Andava sempre peggio; iniziai anche a rubare soldi in casa per il solo gusto di farlo spendendoli in dolci e altre stupidate. Insomma arrivò il giorno in cui morì mia mamma e io fui mandato con mio padre, mio fratello e mia sorella al funerale. Fu lì che feci una promessa a me stesso, ma che non potei mai mantenere “io dovevo salvare mio padre”. Lui nel frattempo aveva scoperto di essere sieropositivo. Ma questa agghiacciante scoperta per lui fu un motivo in più per la sua devastazione che in seguito divenne la mia rovina; era il ’97 quando scappai di casa a Vimercate e il mio papà affidatario aveva incominciato delle visite mediche che lo portarono a scoprire in seguito che aveva un tumore.

Il mio cuore era spaccato in due: da una parte avevo mio papà tossico e sieropositivo e dall’altra mio padre affidatario che stava morendo per un tumore. Per quella stupida promessa fatta sulla tomba di mia mamma andai da mio papà. Iniziai a pippare cocaina per capire cosa si provava, ma la mia devastazione arrivò quando morì nel ’98 mio padre affidatario. Non riuscii neanche ad andare al funerale, mi sentivo sporco, un traditore, perché le sue ultime parole furono: dove è Andrea?

Incominciai di nascosto a usare eroina finché non lo venne a scoprire mio papà ma non fece nulla, era ormai a pezzi per la sua malattia e non credo avesse il coraggio di farmi morali. Era il 15 luglio 1999 quando morì.

Adesso io avevo davanti l’esperienza di mia mamma e mio papà morti entrambi per droga e il dolore incolmabile della perdita di mio padre affidatario con tutti i rimorsi che mi portavo.
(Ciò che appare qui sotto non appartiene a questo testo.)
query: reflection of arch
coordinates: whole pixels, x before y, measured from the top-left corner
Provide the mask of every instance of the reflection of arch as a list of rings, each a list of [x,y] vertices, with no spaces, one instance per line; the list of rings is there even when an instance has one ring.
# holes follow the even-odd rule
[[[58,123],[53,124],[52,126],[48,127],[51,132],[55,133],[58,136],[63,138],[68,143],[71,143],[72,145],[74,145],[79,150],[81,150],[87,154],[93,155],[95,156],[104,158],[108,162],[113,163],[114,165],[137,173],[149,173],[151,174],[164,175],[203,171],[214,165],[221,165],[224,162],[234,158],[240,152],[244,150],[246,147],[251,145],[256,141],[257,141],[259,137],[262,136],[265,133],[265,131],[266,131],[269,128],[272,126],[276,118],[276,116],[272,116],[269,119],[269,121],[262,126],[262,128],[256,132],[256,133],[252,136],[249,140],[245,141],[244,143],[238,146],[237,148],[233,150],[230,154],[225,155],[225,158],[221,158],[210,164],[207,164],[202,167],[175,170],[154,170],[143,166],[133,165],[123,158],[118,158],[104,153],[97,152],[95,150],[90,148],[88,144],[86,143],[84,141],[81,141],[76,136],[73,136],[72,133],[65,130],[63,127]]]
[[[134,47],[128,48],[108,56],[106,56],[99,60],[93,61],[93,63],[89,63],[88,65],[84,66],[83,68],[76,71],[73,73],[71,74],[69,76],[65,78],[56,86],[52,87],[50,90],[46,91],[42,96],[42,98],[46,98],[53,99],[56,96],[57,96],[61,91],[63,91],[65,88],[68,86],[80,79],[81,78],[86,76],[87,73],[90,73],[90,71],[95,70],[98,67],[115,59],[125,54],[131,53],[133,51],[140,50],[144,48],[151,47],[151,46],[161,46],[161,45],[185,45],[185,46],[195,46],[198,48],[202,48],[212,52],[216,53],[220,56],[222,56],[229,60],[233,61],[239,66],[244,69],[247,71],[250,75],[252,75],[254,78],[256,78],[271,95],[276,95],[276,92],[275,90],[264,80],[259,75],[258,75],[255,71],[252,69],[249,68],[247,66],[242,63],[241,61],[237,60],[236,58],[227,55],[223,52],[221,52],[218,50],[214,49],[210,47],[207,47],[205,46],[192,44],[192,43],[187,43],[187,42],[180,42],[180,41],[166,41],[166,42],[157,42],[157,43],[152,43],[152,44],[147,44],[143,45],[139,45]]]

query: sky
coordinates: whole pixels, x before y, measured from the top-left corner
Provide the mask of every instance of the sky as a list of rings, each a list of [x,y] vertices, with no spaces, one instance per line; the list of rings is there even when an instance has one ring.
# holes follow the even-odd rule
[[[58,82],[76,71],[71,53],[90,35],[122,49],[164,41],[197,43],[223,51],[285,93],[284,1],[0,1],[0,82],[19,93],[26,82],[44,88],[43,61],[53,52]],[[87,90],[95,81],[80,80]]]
Volevo morire anch’io, non ne potevo più. Nonostante mia mamma affidataria mi cercasse per farmi tornare a casa, finire la scuola e riprendere in mano la mia vita, io iniziai a bucarmi utilizzando insuline. Nel 2001 sono stato preso per furto per la prima volta e poi, dopo quella in cui mi fu concessa la condizionale, ho avuto altre due condanne, di cui una ai domiciliari. Di comunità ho fatto quasi 3 anni, di cui due da libero, per mia scelta.

Mia mamma è stata sempre vicina a me e lo è tutt’ora che sono qui. Oggi qualcosa è cambiato: non voglio più soffrire. Ho pianto troppo e cercato scuse per drogarmi; la droga mi faceva star bene, mi dava forza e coraggio, ma era tutto così irreale… Per chi mi sta conoscendo adesso posso sembrare stupido perché rido sempre, disegno e scrivo poesie a volte anche un po’ stupide come filastrocche per bambini.

Ma la mia è una scelta, è una rinascita. Io devo ripartire dalla meraviglia e dalla gioia della scoperta. Devo diventare uomo per gradi, senza fretta e, dato che sono in questo carcere, sto cercando di farlo al meglio; per questo ho deciso di utilizzare il gruppo per crescere e spero che questo scritto possa avere detto qualcosa anche a voi.